I don't want to be on the cover of Playboy or Vogue. I
want to be on the cover of Rolling Stone or Q. I'm not
a trend-setter… I'm a singer. I never want to be known
for anything else. I'd rather weigh a ton and make an
amazing album then look like Nicole Richie and do a shit
album. My aim in life is never to be skinny."
Don't expect Adele to fall into the trap of living the
blues to sing them, though.
"With this album, I had to be feeling quite sorry
for myself to be creative," she says. "When
I tried to write about fictional stuff, made-up stories
or other people's problems, I couldn't do it. But who
knows? My second album might be really happy."
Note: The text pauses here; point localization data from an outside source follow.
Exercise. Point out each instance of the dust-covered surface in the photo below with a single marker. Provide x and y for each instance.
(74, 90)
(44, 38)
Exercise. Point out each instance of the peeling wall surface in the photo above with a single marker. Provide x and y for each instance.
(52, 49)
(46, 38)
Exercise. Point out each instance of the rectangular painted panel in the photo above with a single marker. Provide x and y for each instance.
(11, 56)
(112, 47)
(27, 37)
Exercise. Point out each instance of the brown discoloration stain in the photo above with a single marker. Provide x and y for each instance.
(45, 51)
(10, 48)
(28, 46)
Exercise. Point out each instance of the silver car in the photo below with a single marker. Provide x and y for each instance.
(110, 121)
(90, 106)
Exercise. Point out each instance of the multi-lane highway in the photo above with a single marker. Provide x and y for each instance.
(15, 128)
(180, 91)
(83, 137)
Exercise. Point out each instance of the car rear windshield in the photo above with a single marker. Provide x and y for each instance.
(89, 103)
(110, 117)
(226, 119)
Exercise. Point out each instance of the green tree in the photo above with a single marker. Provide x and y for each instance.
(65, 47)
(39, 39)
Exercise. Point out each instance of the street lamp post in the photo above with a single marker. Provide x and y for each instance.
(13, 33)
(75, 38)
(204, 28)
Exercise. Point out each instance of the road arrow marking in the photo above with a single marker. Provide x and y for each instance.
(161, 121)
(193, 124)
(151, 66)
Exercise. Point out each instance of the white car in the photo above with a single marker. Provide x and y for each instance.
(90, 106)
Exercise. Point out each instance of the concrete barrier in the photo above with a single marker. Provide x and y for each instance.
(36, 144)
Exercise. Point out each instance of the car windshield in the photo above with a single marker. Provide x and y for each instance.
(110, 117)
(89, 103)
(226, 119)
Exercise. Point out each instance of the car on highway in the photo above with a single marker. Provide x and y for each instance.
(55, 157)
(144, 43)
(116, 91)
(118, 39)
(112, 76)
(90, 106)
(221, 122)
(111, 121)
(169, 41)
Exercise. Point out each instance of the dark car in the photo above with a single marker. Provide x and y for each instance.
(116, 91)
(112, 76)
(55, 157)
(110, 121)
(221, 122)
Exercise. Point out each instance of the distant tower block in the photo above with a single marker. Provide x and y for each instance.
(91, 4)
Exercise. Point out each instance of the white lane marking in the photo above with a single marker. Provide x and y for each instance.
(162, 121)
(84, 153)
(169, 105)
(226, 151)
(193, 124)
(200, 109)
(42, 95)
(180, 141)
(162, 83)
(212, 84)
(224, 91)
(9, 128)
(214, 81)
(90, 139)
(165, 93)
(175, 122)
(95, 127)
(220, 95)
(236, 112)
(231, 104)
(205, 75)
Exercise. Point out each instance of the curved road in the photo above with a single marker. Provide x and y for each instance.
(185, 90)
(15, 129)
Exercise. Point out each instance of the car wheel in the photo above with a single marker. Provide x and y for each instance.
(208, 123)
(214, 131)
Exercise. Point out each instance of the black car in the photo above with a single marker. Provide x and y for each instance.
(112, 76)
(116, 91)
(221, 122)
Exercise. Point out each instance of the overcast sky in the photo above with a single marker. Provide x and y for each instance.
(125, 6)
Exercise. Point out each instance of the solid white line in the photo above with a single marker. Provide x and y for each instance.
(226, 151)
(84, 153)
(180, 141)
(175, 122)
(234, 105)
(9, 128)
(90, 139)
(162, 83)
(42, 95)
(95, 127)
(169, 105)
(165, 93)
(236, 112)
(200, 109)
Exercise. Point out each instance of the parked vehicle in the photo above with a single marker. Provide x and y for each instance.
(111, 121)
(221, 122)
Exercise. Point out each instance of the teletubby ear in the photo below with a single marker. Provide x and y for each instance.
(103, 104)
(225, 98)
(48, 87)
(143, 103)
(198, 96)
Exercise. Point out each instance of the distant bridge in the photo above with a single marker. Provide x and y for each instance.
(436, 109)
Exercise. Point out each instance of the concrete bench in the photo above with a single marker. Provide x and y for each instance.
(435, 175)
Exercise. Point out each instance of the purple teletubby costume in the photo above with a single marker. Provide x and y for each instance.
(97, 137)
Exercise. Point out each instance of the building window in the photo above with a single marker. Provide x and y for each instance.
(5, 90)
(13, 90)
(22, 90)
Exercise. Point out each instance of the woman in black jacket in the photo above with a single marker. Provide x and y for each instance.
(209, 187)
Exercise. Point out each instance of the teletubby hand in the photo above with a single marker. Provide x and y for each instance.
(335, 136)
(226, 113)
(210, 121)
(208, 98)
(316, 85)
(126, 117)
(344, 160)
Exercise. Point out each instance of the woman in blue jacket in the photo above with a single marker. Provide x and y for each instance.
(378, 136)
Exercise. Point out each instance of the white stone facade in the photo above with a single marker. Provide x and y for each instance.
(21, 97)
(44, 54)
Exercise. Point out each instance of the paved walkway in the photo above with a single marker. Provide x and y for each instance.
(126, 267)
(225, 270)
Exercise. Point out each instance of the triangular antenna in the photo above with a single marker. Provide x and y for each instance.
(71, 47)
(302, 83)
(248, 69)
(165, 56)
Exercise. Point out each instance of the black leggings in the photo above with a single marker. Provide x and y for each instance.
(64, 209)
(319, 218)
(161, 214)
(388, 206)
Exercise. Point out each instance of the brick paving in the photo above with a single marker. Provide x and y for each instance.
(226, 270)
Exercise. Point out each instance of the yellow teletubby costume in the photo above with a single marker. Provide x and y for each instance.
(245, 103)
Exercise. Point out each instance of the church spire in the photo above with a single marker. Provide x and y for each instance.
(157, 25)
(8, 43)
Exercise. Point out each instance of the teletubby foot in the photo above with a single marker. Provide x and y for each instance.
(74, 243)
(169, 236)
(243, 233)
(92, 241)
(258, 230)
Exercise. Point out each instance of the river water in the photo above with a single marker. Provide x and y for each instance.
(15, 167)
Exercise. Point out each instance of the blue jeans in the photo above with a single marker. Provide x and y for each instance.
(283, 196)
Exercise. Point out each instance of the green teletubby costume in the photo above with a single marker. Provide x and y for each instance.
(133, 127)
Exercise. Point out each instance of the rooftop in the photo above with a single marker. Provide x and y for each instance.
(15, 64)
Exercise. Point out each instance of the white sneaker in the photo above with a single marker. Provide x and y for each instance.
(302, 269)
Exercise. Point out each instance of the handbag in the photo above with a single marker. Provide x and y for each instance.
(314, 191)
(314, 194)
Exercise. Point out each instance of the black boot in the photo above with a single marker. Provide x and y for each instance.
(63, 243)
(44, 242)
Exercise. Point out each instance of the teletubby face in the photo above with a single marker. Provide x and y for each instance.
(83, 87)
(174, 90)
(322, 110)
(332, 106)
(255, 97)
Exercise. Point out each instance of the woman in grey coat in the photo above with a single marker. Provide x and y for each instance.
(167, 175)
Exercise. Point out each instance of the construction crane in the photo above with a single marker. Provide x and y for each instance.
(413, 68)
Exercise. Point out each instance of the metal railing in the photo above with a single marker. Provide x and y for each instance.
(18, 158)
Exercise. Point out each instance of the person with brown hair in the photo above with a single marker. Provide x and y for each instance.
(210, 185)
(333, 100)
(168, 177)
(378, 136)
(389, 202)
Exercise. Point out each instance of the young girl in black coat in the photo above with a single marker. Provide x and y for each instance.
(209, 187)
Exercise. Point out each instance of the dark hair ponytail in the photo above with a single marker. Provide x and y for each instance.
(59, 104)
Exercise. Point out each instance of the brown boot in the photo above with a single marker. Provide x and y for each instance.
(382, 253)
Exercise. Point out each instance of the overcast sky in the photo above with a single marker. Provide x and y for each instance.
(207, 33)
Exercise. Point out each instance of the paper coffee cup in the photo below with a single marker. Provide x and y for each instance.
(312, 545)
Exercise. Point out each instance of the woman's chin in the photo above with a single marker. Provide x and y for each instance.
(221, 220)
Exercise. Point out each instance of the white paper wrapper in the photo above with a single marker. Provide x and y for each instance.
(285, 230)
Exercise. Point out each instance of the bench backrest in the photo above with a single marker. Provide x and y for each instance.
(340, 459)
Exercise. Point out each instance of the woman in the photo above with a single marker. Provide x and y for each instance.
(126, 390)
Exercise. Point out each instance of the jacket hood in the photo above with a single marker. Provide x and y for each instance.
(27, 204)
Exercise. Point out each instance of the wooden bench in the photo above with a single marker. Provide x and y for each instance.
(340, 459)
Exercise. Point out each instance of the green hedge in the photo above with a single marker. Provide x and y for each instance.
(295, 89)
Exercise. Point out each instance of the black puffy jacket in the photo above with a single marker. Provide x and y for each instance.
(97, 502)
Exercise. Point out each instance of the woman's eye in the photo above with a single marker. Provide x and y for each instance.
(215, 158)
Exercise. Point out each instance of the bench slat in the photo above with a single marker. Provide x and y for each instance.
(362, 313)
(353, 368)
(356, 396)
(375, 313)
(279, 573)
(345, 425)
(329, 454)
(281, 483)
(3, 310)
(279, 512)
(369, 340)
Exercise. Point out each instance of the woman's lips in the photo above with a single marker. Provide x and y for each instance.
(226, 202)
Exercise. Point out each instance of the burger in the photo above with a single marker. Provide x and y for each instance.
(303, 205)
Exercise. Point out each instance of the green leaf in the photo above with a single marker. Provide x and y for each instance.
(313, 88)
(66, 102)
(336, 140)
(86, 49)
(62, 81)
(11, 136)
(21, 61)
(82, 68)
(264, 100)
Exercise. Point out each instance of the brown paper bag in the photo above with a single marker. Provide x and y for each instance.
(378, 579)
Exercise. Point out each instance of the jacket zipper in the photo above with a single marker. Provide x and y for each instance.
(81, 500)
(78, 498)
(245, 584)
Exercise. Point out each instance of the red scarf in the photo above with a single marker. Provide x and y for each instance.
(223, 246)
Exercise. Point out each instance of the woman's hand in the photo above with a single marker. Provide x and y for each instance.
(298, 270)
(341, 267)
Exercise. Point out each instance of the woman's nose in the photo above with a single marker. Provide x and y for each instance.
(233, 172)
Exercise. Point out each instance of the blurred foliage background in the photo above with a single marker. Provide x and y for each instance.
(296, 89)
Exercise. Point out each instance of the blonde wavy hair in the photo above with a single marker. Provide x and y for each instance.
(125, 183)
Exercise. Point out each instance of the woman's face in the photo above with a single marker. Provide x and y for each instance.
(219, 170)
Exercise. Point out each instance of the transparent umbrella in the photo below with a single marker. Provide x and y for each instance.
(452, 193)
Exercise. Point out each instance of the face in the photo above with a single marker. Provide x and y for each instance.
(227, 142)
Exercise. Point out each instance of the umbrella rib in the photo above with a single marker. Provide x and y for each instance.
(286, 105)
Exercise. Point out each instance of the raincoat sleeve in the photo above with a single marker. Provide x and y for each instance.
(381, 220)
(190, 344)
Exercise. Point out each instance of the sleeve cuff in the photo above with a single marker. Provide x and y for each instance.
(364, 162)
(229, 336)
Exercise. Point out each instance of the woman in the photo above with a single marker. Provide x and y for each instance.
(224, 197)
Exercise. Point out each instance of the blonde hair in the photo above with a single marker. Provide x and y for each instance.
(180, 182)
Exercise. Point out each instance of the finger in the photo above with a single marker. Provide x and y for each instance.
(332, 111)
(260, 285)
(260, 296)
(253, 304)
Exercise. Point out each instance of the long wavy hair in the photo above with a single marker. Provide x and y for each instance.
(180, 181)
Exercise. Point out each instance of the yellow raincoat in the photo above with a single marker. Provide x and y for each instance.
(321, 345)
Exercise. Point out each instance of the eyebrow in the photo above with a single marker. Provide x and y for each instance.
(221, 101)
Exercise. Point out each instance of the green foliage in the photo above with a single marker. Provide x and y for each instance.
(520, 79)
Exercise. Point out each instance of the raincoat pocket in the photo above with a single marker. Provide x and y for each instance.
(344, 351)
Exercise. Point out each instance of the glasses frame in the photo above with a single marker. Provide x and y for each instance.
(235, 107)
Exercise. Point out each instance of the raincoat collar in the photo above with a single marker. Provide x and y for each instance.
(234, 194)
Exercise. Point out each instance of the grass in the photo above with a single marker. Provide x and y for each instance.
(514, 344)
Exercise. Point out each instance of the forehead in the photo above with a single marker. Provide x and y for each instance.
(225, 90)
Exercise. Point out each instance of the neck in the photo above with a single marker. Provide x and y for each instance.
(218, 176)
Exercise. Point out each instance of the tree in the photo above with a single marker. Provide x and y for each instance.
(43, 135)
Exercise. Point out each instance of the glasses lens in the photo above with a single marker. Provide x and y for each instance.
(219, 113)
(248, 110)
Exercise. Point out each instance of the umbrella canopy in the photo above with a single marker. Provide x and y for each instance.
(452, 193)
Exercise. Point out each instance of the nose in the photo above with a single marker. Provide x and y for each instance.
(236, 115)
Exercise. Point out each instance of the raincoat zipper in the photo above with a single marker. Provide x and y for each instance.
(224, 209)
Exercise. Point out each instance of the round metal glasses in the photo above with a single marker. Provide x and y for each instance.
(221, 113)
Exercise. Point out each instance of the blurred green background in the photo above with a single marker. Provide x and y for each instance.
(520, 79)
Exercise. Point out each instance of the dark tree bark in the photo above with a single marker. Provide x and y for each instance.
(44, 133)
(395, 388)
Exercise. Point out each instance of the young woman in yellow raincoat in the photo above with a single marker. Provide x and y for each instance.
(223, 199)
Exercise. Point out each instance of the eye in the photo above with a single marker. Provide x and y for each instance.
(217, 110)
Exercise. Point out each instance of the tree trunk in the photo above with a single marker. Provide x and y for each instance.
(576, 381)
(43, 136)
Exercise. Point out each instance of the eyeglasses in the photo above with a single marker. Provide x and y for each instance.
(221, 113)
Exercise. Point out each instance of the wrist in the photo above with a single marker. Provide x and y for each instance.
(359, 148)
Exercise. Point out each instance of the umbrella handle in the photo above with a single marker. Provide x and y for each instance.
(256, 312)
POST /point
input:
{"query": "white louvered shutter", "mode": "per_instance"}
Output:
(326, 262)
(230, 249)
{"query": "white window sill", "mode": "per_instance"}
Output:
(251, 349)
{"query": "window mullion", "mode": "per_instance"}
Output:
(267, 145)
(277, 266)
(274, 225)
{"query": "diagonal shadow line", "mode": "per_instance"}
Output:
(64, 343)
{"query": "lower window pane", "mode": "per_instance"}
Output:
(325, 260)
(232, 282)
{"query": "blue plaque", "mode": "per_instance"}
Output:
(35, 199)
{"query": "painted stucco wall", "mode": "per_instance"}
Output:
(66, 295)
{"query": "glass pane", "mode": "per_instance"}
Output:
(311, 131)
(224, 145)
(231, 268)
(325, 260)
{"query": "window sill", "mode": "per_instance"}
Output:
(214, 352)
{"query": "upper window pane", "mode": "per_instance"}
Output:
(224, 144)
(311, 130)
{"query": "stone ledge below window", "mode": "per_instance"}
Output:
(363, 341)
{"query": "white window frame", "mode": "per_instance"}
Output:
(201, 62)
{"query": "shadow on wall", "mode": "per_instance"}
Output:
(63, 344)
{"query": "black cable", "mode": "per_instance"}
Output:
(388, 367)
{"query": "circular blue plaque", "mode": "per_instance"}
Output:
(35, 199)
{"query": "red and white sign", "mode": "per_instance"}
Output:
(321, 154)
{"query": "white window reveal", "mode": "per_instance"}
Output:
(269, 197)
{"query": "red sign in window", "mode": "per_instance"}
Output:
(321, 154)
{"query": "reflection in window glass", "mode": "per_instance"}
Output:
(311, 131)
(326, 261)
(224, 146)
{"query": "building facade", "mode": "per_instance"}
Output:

All you need to know about Adele can be learned from
her live performances, accompanied by just a piano or
an acoustic guitar, with a one-of-a-kind voice that conveys
a rainbow of emotions, from sorrow to triumph, longing
to sensuality, solitude to solidarity, a blues-soul hybrid
steeped in the past, yet fully alive in the moment.
"I get really scared right before I go on-stage,
but as soon as I'm there, I love it," she says. "I
feel more at ease performing then when I'm walking down
the street. I love entertaining people. It's a huge deal
that people pay their hard-earned money, no matter how
much or little, to spend an hour of their day to come
and watch me. I don't take that responsibility lightly."
Remember the name: Adele. After listening to her debut
album 19, you won't forget the voice.